What Makes Shopping Centers Tick
Author : Samuel Feinberg
Publisher :
Page : 142 pages
File Size : 49,40 MB
Release : 1960
Category : Retail trade
ISBN :
Author : Samuel Feinberg
Publisher :
Page : 142 pages
File Size : 49,40 MB
Release : 1960
Category : Retail trade
ISBN :
Author : Janice A. Radway
Publisher : John Wiley & Sons
Page : 639 pages
File Size : 43,70 MB
Release : 2009-03-09
Category : Social Science
ISBN : 1405113510
American Studies is a vigorous, bold account of the changes in the field of American Studies over the last thirty-five years. Through this set of carefully selected key essays by an editorial board of expert scholars, the book demonstrates how changes in the field have produced new genealogies that tell different histories of both America and the study of America. Charts the evolution of American Studies from the end of World War II to the present day by showcasing the best scholarship in this field An introductory essay by the distinguished editorial board highlights developments in the field and places each essay in its historical and theoretical context Explores topics such as American politics, history, culture, race, gender and working life Shows how changing perspectives have enabled older concepts to emerge in a different context
Author : Lizabeth Cohen
Publisher : Vintage
Page : 578 pages
File Size : 39,17 MB
Release : 2008-12-24
Category : History
ISBN : 0307555364
In this signal work of history, Bancroft Prize winner and Pulitzer Prize finalist Lizabeth Cohen shows how the pursuit of prosperity after World War II fueled our pervasive consumer mentality and transformed American life. Trumpeted as a means to promote the general welfare, mass consumption quickly outgrew its economic objectives and became synonymous with patriotism, social equality, and the American Dream. Material goods came to embody the promise of America, and the power of consumers to purchase everything from vacuum cleaners to convertibles gave rise to the power of citizens to purchase political influence and effect social change. Yet despite undeniable successes and unprecedented affluence, mass consumption also fostered economic inequality and the fracturing of society along gender, class, and racial lines. In charting the complex legacy of our “Consumers’ Republic” Lizabeth Cohen has written a bold, encompassing, and profoundly influential book.

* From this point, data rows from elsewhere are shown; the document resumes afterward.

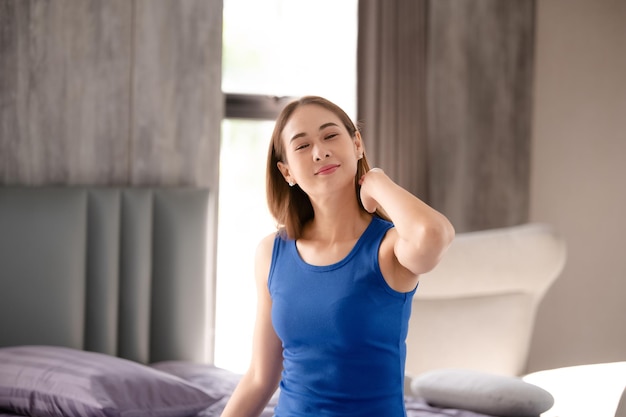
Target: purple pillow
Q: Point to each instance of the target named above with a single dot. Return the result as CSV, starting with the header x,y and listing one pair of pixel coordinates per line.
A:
x,y
49,381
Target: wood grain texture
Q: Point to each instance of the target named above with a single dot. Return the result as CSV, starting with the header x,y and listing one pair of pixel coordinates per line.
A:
x,y
64,91
176,92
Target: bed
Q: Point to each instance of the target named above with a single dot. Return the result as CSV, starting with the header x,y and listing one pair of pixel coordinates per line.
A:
x,y
104,312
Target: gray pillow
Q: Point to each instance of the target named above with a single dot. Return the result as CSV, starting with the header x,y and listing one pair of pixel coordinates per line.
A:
x,y
48,381
481,392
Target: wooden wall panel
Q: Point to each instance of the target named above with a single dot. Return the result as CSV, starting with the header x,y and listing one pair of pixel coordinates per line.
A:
x,y
176,92
64,92
110,92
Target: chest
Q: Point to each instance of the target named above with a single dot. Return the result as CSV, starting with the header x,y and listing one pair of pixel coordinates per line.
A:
x,y
319,254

Author : Robert Harry Myers
Publisher :
Page : 8 pages
File Size : 39,98 MB
Release : 1963
Category : Shopping centers
ISBN :
Author :
Publisher :
Page : 576 pages
File Size : 35,44 MB
Release : 1959
Category : Marketing
ISBN :
Author : D.L. Curtiss
Publisher : Рипол Классик
Page : 207 pages
File Size : 44,22 MB
Release : 1961
Category : History
ISBN : 5875487666
Author :
Publisher :
Page : 838 pages
File Size : 39,29 MB
Release : 1958
Category : Marketing
ISBN :
Author : Jennifer Scanlon
Publisher : NYU Press
Page : 401 pages
File Size : 41,91 MB
Release : 2000-08
Category : Business & Economics
ISBN : 0814781322
An interdisciplinary and cross-cultural collection of readings and archival materials examining the gendered relationship between the home and consumer culture, identity through purchasing, the supply side of consumer culture and the ways in which consumers embrace, resist and manipulate the messages and activities of consumer culture. Topics include: shoplifting, racism in advertising, the Zoot suit, Esquire magazine, Dockers, lesbianism, narcissism.
Author :
Publisher :
Page : 518 pages
File Size : 37,38 MB
Release : 1963
Category : Small business
ISBN :
Author : Nicholas Jewell
Publisher : Routledge
Page : 290 pages
File Size : 36,78 MB
Release : 2016-03-03
Category : Architecture
ISBN : 1317055152
China’s rise as an economic superpower has been inescapable. Statistical hyperbole has been accompanied by a plethora of highly publicized architectural forms that brand the regeneration of its increasingly globalized urban centres. Despite the sizeable body of literature that has accompanied China’s modernization, the essence and trajectory of its contemporary cityscape remains difficult to grasp. This volume addresses a less explored aspect of China’s urban rejuvenation - the prominence of the shopping mall as a keystone of its public spaces. Here, the presence of the built form most representative of Western capitalism’s excess is one that makes explicit the tensions between China’s Communist state and its ascent within the ’free’ market. This book examines how these interrelationships are manifested in the culturally hybrid built form of the shopping mall and its role in contesting the ’public’ space of the modern Chinese city. By viewing these interrelationships as collisions of global and local narratives, a more nuanced understanding of the shopping mall typology is explored. Much architectural criticism has failed to address the levels of meaning implicit within the shopping mall, yet it is a building type whose public popularity has guaranteed its endurance. Consequently, if architecture is to remain a relevant social art, a more holistic understanding of this phenomenon will be indispensable to the process of adapting to globalizing forces. This examination of Chinese shopping malls offers a timely and relevant case study of what is happening in all our cities today.